Les toiles d’araignée
Elles ont, quant à elles, des caractéristiques surprenantes. Elles sont 5 fois plus résistantes que l’acier et 3 fois plus que le kevlar, 2 fois plus souples que le nylon et extrêmement légères. Leur grande capacité d’absorption des chocs et leur élasticité leur permettent de s’allonger 5 fois. Ensuite, elles peuvent reprendre leur taille initiale. Actuellement, différentes pistes innovantes sont explorées. Par exemple, on peut citer la fabrication de gilets pare-balles plus légers, plus fins et plus efficaces. Il y a également la création de valvules artificielles pour le cœur, de tendons, de fils pour suturer les plaies ou de nouvelles ceintures de sécurité. Cependant, disposer de toiles d’araignée en grande quantité représente la difficulté majeure.

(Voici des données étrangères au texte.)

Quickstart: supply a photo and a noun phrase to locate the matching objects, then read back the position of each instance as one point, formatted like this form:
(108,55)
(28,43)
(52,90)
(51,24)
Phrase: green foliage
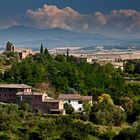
(41,49)
(68,108)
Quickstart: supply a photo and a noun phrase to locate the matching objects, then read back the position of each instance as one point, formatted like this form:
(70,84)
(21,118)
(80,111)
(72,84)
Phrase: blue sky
(12,7)
(81,15)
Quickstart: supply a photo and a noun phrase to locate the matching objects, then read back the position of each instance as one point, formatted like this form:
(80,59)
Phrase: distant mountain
(23,36)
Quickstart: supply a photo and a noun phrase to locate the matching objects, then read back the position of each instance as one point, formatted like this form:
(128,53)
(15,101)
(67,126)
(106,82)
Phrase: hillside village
(77,95)
(20,93)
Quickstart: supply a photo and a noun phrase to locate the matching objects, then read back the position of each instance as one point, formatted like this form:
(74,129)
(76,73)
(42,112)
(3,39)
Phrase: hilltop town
(66,87)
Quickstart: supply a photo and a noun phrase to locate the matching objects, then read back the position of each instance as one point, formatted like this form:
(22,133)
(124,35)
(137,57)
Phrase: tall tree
(41,49)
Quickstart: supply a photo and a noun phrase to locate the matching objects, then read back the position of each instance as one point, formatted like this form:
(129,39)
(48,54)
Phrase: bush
(126,134)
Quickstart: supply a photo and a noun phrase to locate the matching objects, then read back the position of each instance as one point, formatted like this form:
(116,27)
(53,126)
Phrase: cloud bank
(116,22)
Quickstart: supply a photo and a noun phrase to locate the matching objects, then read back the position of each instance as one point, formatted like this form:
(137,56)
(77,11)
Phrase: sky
(97,16)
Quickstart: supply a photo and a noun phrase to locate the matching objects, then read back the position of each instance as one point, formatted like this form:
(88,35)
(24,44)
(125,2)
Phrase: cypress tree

Les chercheurs se sont en définitive tournés vers le lait de chèvre. En effet, celui-ci contient de la spidroïne, matière constitutive des toiles d’araignée, pour poursuivre leurs expérimentations.
Les éponges antarctiques
Elles ont la capacité de synthétiser la silice à température ambiante pour créer leur squelette. A contrario, nous devons utiliser de très hautes températures pour fabriquer du verre, ce qui représente une consommation d’énergie importante. Les laboratoires Bell et Lucent Technologies ont engagé des développements pour fabriquer des fibres optiques à température et pression ambiantes. Ainsi, ils visent à être moins gourmands en énergie en s’inspirant des procédés utilisés par ces éponges.
Le biomimétisme constitue donc un lieu de rencontres pluridisciplinaires formidable pour peu qu’on se donne la peine de s’y pencher. Il ouvre sur de nouveaux champs d’exploration et sur la mise en œuvre de nouvelles inventions. Celles-ci intègrent la dimension environnementale et l’analyse des cycles de vie. Qui plus est, il favorise la création de nouvelles activités économiques, sources de renouvellement d’emplois dans des domaines émergents. Qui plus est, ces dernières peuvent nous positionner avantageusement sur le marché mondial.